The problem with faking your internet death is that you’re never as anonymous as you think.  People will actually take the time to see if your IP matches up with your story, if you’re registered as a patient in a hospital or if you have an obituary.  The strangest part is that every one of these stories I’ve come across ends with, “and then she/he tried to come back with a new name.”  Just like in real life, when you’re on-line self dies, you have to stay dead.


YOU COULDN’T PAY ME TO

Get involved in a flame war.

As I said, there is no sentiment that can be expressed that won’t offend someone deeply.  You can’t go anywhere on-line without encountering the occasional troll (just ask Charlie Sheen) and there is always someone to feed these trolls.  Even the most absurd and transparently inflammatory statements get the angry responses they are seeking.  It’s bad enough that you can flame any forum by implying everyone there is a loser living with his or her parents but you can do the same thing by calling people fat.  Think about how sensitive a person has to be about her weight to be offended by a fat joke from someone WHO CAN’T SEE HER!  Here’s a tip if you want to troll the comment section on any article;  take a strong stance on Sarah Palin.  For or against, doesn’t matter, she’s troll bait either way.

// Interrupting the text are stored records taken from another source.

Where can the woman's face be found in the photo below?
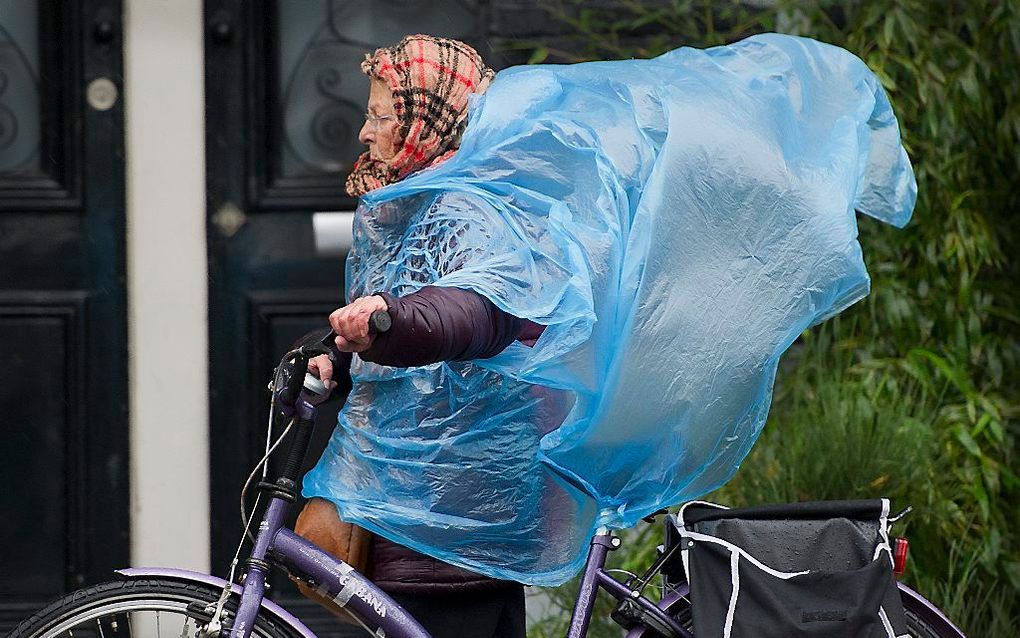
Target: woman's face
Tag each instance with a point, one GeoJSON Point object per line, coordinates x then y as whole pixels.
{"type": "Point", "coordinates": [380, 132]}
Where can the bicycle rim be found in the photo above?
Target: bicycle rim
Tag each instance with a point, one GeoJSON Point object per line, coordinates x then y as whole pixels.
{"type": "Point", "coordinates": [118, 610]}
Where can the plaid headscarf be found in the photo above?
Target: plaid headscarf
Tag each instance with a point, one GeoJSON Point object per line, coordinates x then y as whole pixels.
{"type": "Point", "coordinates": [430, 79]}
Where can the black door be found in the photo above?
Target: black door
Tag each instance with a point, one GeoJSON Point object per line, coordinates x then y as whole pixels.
{"type": "Point", "coordinates": [62, 329]}
{"type": "Point", "coordinates": [285, 102]}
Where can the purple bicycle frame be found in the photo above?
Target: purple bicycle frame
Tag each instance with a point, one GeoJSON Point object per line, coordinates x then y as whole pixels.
{"type": "Point", "coordinates": [355, 593]}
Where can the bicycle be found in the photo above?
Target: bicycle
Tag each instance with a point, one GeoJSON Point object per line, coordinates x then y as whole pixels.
{"type": "Point", "coordinates": [202, 605]}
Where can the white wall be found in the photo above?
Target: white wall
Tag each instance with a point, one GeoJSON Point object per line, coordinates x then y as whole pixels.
{"type": "Point", "coordinates": [166, 282]}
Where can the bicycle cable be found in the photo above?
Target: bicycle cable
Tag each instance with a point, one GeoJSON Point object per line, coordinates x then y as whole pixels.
{"type": "Point", "coordinates": [263, 463]}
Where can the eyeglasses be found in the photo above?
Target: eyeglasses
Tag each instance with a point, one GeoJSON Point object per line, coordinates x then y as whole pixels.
{"type": "Point", "coordinates": [374, 121]}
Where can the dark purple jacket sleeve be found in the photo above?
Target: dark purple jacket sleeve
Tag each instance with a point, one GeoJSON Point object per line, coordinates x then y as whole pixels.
{"type": "Point", "coordinates": [439, 324]}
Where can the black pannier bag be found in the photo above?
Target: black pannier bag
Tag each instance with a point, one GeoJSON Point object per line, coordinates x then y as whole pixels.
{"type": "Point", "coordinates": [813, 569]}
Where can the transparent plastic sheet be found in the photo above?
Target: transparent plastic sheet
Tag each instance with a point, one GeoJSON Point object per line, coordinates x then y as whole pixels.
{"type": "Point", "coordinates": [675, 223]}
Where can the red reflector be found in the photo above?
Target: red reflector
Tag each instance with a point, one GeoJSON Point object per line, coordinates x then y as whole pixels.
{"type": "Point", "coordinates": [900, 546]}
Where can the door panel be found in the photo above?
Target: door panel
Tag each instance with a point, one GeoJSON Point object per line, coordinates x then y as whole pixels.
{"type": "Point", "coordinates": [62, 327]}
{"type": "Point", "coordinates": [285, 102]}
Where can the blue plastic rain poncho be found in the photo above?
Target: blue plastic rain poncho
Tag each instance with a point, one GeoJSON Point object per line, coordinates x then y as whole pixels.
{"type": "Point", "coordinates": [675, 223]}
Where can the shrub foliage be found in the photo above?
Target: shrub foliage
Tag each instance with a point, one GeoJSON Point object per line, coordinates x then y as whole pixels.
{"type": "Point", "coordinates": [913, 392]}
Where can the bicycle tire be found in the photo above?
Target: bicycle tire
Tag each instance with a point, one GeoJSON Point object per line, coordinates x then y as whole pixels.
{"type": "Point", "coordinates": [917, 625]}
{"type": "Point", "coordinates": [85, 609]}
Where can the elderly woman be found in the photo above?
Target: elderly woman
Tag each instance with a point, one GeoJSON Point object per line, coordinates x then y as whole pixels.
{"type": "Point", "coordinates": [416, 111]}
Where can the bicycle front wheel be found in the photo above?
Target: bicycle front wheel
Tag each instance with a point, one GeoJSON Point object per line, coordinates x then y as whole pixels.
{"type": "Point", "coordinates": [130, 608]}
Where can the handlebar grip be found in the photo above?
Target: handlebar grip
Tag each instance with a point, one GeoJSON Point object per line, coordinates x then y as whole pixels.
{"type": "Point", "coordinates": [379, 322]}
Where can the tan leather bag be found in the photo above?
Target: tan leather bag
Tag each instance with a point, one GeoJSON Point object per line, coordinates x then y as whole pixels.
{"type": "Point", "coordinates": [319, 524]}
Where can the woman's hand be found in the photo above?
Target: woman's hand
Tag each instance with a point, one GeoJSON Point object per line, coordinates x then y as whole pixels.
{"type": "Point", "coordinates": [321, 366]}
{"type": "Point", "coordinates": [351, 324]}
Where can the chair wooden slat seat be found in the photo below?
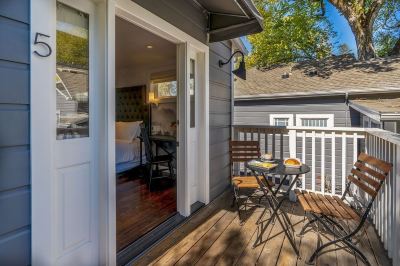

Is the article about zombie ants?  Doesn’t matter,  people always have strong if irrelevant opinions on Sarah Palin.

What else do people have strong opinions on?  Everything.  The best and brightest of recent flame wars happened at DC Comics blog, The Source.   The flame war itself wasn’t unique.  A debate over who is faster, Superman or The Flash, led to gay bashing and other personal attacks aimed at anyone and everyone.  It was, by most accounts, a pretty typical day at the forums.  What is remarkable is this was the flame war that made DC Comics temporarily shut down the comment section on the blog.  Histrionically fighting about nothing is a big part of geek culture.  Being shut down for excessive hostility at a comic blog is like being kicked out of an all you can eat buffet for gluttony.

By the way, the Flash wins nine times out of ten.